Rice traders hit by panic as prices surge
By Javier Blas in London, Raphael Minder in Hong Kong and LeCerveau in Snohomish County.
Rice prices hit the $1,000-a-tonne level for the first time on Thursday as panicking importers scrambled to secure supplies, exacerbating the tightness already provoked by export restrictions in Vietnam, India, Egypt, China and Cambodia.
The jump came as the Philippines, the largest rice importer, failed for the fourth time to secure as much rice as it wanted.*
In the background causing even more concern this growing season is major flooding going on in the State of Arkansas which along with California produces most of the US Rice crop. Since the U.S. is the 4th leading exporter providing about 20% of world rice exports, news of the delay of rice planting in Arkansas and Mississippi and a reduction in the estimate of the 2008 US rice crop has traders running for cover and rough rice futures up about 37% from February on the Chicago Board of Trade. Part of that increase could be seasonal.

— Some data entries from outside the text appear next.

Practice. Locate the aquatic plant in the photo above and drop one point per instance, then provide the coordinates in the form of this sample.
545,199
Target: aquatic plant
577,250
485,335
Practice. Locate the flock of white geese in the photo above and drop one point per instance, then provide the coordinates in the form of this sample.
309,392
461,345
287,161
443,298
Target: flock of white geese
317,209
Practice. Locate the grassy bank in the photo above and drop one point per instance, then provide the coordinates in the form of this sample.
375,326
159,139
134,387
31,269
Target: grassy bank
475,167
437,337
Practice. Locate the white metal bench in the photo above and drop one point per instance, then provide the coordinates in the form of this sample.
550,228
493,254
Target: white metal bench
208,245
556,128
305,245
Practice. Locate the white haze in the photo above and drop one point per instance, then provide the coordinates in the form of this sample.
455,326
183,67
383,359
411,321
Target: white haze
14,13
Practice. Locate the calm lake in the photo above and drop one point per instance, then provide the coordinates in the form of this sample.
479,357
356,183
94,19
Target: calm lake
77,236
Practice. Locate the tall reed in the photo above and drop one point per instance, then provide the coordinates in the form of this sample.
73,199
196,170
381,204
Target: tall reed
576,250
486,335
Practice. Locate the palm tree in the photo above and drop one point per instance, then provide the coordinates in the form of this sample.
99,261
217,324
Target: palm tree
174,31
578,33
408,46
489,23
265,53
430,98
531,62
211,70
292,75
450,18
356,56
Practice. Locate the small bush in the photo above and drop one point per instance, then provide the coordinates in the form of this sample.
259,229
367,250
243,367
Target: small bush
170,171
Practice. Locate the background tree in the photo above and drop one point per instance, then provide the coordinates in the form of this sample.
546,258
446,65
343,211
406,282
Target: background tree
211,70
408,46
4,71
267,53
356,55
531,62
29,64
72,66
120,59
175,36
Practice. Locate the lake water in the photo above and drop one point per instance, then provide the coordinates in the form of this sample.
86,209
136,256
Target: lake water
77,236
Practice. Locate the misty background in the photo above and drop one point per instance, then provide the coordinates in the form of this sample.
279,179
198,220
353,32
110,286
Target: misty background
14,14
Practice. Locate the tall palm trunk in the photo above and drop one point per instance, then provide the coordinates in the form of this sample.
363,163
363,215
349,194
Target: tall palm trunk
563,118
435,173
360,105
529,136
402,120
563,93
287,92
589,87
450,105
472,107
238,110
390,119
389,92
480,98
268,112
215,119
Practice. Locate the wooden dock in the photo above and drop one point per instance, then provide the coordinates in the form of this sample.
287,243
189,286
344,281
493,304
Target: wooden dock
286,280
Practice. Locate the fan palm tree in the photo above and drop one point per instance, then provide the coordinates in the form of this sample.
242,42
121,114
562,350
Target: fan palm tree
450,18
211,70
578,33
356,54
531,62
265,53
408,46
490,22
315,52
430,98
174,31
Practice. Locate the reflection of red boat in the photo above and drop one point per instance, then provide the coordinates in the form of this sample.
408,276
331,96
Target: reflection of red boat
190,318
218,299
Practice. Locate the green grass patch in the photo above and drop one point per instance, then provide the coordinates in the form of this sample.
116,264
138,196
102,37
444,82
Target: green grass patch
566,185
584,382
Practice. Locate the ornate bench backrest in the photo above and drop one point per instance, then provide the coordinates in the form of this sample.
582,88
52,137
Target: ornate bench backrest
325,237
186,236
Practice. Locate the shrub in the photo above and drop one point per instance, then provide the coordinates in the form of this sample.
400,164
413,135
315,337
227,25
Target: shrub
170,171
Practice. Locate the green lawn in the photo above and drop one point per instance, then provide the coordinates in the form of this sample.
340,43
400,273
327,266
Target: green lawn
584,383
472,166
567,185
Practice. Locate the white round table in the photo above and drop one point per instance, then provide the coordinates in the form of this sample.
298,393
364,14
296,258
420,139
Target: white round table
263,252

National leaders who rely on cheap rice food prices to keep political peace in the 3rd world are in for trouble going into fall 2008 with shortages and high prices causing major disruptions. On top of that Europe and the US may not be able to afford to provide UN welfare rice OR WHEAT this year with record high prices for these commodities and their own internal demand. THERE MAY NOT BE ENOUGH RICE TO GO AROUND, PERIOD! (China is already buying all the wheat it can find with US dollars).